Theory of a two-dimensional superconductor with broken inversion symmetry

Abstract

A detailed theory of a phase diagram of a two-dimensional surface superconductor in a parallel magnetic field is presented. A spin-orbital interaction of the Rashba type is known to produce at a high magnetic field $h$ (and in the absence of impurities) an inhomogeneous superconductive phase similar to the Larkin-Ovchinnikov-Fulde-Ferrel (LOFF) (Zh. Eksp. Teor. Fiz. 47, 1136 (1964) [Sov. Phys. JETP. 20, 762 (1965)]; Phys. Rev. 135, A550 (1964)) state with an order parameter $\ensuremath{\Delta}(\mathbf{r})\ensuremath{\propto}\mathrm{cos}(\mathbf{Q}\mathbf{r})$. We consider the case of a strong Rashba interaction with the spin-orbital splitting $\ensuremath{\alpha}m{v}_{F}$ (where $\ensuremath{\alpha}$ is the Rashba velocity) much larger than the superconductive gap $\ensuremath{\Delta}$, and show that at low temperatures $T\ensuremath{\leqslant}0.4{T}_{c0}$ the LOFF-type state is separated from the usual homogeneous state by a first-order phase transition line. At higher temperatures, a different inhomogeneous ``helical'' state with $\ensuremath{\Delta}(\mathbf{r})\ensuremath{\propto}\mathrm{exp}(i\mathbf{Q}\mathbf{r})$ intervenes between the uniform BCS state and the LOFF-like state at $g{\ensuremath{\mu}}_{B}h\ensuremath{\approx}1.5{T}_{c0}$. The modulation vector $Q$ in both phases is of the order of $g{\ensuremath{\mu}}_{B}h∕{v}_{F}$. The superfluid density ${n}_{s}^{yy}$ vanishes in the region around the second-order transition line between the BCS state and the helical state.
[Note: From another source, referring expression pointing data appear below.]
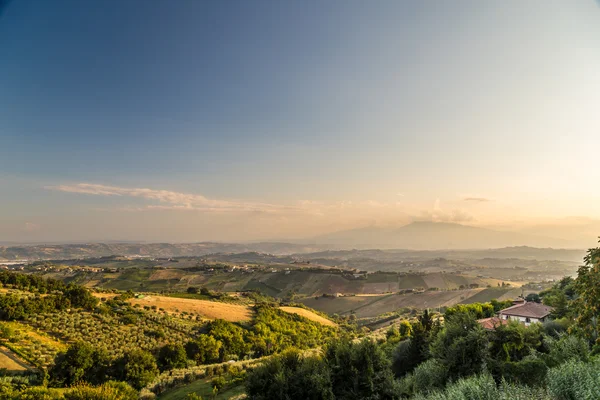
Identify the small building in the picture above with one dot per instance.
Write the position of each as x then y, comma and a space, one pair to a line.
490, 324
526, 312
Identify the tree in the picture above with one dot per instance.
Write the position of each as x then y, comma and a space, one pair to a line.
172, 356
138, 368
72, 366
290, 376
462, 347
587, 286
204, 349
359, 371
80, 297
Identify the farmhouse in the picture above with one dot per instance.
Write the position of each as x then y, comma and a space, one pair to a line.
526, 312
490, 324
521, 310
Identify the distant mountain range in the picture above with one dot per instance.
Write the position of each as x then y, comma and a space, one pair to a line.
435, 235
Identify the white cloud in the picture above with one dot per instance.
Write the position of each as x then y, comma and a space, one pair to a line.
169, 200
31, 227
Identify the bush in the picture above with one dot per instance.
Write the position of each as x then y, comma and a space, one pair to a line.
429, 376
575, 380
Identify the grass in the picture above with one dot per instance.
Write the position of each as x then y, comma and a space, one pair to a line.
486, 295
34, 346
207, 309
202, 388
309, 315
11, 363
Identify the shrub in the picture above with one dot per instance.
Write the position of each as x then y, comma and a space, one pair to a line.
575, 380
428, 376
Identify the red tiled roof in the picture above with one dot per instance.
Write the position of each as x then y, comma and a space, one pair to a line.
528, 309
491, 323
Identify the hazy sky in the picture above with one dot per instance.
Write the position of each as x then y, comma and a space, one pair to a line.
198, 120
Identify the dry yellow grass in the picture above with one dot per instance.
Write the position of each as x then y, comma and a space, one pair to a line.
308, 314
11, 362
207, 309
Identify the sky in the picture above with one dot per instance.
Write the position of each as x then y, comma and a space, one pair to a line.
266, 120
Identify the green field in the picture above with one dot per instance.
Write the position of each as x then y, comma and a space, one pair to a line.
203, 388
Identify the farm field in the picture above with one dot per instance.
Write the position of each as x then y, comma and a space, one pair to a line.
308, 314
11, 363
34, 347
205, 308
203, 388
371, 306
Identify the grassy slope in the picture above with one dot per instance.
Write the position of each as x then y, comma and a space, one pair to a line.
10, 362
203, 388
309, 315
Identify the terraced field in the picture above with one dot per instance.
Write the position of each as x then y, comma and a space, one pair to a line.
11, 363
371, 306
309, 315
205, 308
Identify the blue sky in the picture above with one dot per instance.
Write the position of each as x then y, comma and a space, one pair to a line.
293, 118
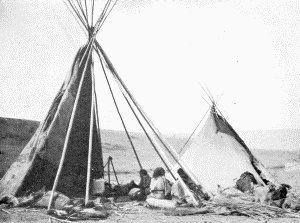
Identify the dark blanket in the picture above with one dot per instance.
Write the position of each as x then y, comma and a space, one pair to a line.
244, 183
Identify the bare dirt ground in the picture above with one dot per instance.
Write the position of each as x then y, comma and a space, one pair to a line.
12, 140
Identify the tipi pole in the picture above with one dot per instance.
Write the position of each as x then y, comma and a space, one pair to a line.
88, 174
69, 130
162, 154
119, 113
168, 147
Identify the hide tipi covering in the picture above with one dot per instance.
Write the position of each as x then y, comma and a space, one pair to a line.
216, 155
38, 163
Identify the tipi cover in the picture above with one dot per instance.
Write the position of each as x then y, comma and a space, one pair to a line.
37, 164
216, 155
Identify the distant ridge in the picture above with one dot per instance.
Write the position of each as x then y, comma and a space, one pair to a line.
281, 139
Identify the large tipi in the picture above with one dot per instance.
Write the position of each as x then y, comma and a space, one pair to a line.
65, 151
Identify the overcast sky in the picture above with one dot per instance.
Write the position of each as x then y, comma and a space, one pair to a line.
247, 50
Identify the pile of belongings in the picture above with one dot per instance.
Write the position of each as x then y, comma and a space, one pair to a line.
63, 207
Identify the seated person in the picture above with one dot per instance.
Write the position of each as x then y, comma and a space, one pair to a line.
144, 184
159, 186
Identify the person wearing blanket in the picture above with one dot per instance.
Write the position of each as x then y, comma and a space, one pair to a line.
159, 185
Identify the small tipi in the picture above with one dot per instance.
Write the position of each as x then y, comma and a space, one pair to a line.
216, 155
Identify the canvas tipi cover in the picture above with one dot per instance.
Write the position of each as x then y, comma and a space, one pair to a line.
216, 155
37, 164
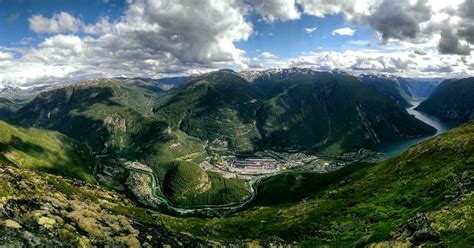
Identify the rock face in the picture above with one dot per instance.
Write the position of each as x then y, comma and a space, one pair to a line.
50, 211
452, 100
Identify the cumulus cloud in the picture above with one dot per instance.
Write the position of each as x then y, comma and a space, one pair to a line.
399, 19
267, 55
272, 10
151, 38
402, 63
344, 31
62, 22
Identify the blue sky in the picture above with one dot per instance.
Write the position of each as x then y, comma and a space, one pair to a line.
284, 39
53, 40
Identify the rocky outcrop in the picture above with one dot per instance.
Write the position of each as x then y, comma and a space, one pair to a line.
50, 211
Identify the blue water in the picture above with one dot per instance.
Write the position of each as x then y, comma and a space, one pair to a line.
391, 149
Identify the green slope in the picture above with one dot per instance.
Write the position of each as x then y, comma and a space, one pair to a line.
116, 119
369, 204
111, 116
46, 151
452, 100
52, 211
286, 110
185, 184
330, 113
215, 106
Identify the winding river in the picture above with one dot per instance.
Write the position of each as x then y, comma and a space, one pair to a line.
391, 149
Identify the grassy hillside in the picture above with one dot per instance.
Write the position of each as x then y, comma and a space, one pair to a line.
46, 151
452, 100
111, 116
7, 108
186, 184
330, 113
422, 196
402, 90
39, 209
215, 106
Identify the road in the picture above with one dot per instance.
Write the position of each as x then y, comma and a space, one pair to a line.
253, 184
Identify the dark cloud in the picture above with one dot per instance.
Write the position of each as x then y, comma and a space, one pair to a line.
399, 19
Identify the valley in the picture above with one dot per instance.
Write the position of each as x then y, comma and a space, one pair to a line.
285, 149
236, 124
395, 148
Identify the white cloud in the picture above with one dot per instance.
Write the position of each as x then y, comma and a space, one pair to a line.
403, 63
272, 10
344, 31
310, 30
152, 38
61, 22
267, 55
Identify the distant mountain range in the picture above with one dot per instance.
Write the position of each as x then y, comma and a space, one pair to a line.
452, 100
290, 109
55, 184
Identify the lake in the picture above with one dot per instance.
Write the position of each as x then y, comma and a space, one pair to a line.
397, 147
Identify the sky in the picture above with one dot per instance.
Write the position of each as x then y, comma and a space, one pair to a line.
52, 41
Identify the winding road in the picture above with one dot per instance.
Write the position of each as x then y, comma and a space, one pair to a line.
253, 184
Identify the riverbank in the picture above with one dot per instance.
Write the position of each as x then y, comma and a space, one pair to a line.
395, 148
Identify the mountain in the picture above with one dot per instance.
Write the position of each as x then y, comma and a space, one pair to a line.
109, 115
287, 109
7, 108
422, 197
325, 112
115, 119
46, 151
43, 210
402, 90
452, 100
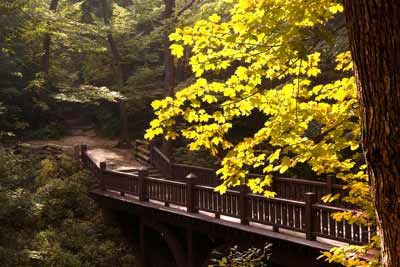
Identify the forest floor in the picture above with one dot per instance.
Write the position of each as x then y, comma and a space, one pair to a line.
99, 148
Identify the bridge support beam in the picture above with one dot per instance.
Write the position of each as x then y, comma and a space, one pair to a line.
169, 237
189, 244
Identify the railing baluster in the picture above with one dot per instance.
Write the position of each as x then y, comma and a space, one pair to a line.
243, 205
103, 166
310, 200
190, 180
142, 185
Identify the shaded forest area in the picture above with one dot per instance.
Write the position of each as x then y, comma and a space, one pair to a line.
289, 88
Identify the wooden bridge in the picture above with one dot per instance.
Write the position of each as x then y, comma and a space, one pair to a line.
185, 193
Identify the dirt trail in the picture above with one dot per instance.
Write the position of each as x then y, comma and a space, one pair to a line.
101, 149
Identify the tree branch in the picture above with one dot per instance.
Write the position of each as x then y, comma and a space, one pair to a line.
189, 5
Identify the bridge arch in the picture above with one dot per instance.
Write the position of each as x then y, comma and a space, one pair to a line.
172, 241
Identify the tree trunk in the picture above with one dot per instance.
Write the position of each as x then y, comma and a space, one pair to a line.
119, 72
169, 66
46, 46
374, 33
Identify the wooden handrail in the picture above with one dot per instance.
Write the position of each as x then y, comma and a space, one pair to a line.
307, 217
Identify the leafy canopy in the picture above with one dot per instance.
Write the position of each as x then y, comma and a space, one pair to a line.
266, 58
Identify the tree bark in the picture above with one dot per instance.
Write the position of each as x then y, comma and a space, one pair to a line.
46, 46
374, 33
119, 72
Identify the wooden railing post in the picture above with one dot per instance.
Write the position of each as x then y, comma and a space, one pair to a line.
83, 150
143, 173
311, 199
103, 166
243, 205
171, 169
190, 182
330, 179
77, 153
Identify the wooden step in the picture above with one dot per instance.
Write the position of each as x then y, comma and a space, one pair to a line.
143, 149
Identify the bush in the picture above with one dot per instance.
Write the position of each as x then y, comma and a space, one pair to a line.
252, 257
47, 218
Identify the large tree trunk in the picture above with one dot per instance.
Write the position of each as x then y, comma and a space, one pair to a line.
374, 31
119, 72
46, 46
169, 66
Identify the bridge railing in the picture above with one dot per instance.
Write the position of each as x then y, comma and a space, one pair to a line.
288, 188
305, 217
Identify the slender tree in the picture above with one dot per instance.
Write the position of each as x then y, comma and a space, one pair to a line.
169, 71
374, 33
47, 45
119, 72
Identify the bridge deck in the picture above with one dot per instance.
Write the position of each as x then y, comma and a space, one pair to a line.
304, 222
324, 244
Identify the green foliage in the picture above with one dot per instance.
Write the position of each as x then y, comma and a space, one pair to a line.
252, 257
267, 57
47, 218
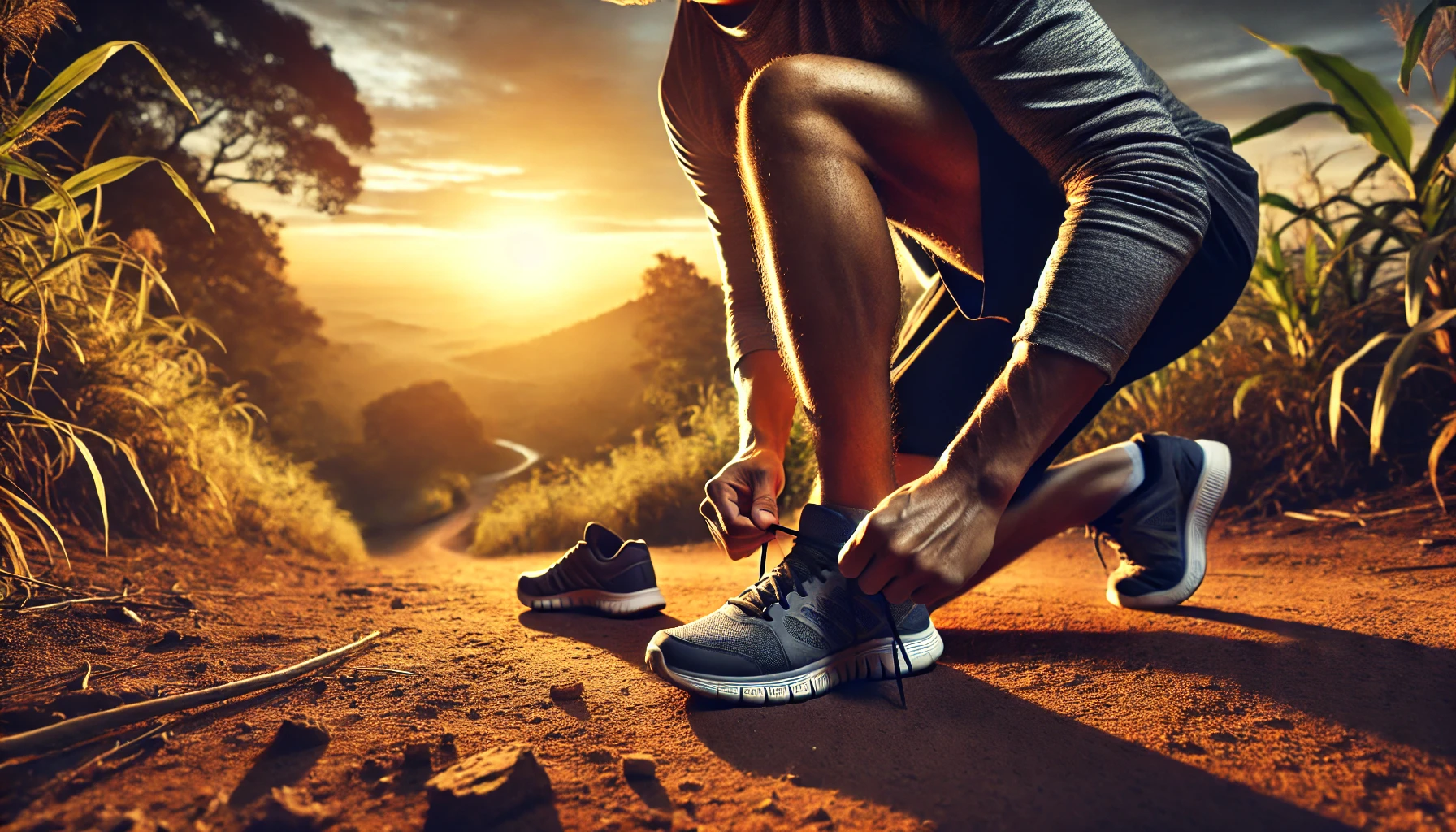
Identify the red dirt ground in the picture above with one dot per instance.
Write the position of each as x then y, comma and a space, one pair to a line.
1309, 683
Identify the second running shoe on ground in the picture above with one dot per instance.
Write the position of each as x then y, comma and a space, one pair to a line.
800, 631
1161, 529
601, 571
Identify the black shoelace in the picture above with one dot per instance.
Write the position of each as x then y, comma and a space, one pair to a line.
899, 648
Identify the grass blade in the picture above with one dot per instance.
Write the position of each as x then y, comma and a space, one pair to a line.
1337, 382
75, 76
1395, 367
114, 169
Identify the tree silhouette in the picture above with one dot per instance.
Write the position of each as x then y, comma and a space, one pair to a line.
274, 110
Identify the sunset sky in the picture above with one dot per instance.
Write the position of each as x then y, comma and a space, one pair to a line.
522, 178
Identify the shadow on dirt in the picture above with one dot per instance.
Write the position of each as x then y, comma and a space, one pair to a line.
1386, 687
970, 755
623, 637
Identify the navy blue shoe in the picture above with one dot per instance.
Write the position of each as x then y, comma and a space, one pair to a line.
600, 571
800, 631
1161, 529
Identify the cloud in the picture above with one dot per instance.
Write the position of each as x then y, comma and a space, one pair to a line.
531, 196
414, 176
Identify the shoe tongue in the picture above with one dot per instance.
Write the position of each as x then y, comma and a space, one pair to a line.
821, 534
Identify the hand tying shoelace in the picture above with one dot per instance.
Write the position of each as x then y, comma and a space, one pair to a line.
778, 592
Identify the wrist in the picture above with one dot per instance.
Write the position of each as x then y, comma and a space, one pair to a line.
994, 481
766, 404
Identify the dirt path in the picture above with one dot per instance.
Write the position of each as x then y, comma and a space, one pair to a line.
1309, 683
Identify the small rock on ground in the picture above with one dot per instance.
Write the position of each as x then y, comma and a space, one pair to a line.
638, 767
299, 733
485, 789
288, 810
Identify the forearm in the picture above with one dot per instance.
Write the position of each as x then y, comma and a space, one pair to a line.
1034, 400
766, 402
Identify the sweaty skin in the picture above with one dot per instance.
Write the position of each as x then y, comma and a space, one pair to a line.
830, 150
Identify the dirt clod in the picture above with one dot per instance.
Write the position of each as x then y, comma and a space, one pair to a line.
566, 692
638, 767
288, 810
299, 733
490, 786
174, 640
418, 756
768, 806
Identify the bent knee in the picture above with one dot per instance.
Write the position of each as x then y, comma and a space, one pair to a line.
788, 106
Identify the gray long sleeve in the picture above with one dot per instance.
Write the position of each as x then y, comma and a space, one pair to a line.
1053, 76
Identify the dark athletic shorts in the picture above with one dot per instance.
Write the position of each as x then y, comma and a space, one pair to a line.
948, 359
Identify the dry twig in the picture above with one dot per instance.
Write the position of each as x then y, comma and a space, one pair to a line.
82, 729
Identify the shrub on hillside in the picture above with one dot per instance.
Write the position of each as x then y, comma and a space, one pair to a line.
421, 448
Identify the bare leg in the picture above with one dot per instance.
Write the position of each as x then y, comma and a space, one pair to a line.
832, 152
1071, 494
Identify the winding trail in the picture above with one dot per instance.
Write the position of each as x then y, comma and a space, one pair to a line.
446, 534
1311, 683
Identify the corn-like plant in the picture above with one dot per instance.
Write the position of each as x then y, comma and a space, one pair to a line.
101, 391
1404, 232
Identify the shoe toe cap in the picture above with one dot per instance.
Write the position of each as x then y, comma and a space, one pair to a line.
686, 657
531, 583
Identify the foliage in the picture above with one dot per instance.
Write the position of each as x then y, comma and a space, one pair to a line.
651, 487
421, 446
683, 334
275, 111
110, 413
1375, 233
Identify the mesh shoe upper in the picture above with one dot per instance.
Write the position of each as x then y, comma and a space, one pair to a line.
1146, 528
804, 609
601, 561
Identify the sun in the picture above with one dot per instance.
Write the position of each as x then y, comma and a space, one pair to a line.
531, 255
Nonmagnetic impurities suppress both inhomogeneous states and eliminate them completely at ${T}_{c0}\ensuremath{\tau}\ensuremath{\leqslant}0.11$. However, once an account is made of the next-order term over the small parameter $\ensuremath{\alpha}∕{v}_{F}⪡1$, a relatively long wave helical modulation with $Q\ensuremath{\sim}g{\ensuremath{\mu}}_{B}h\ensuremath{\alpha}∕{v}_{F}^{2}$ is found to develop from the BCS state. This ground state carries zero current in the thermodynamic limit; however, under the cyclic boundary conditions a kind of ``spin-orbital Little-Parks oscillations'' [Phys. Rev. Lett. 9, 9 (1962)] is predicted. The long-wave helical modulation is stable with respect to disorder. In addition, we show that vortex defects with a continuous core may exist near the phase boundary between the helical and the LOFF-like states. In particular, in the LOFF-like state these defects may carry a half-integer flux.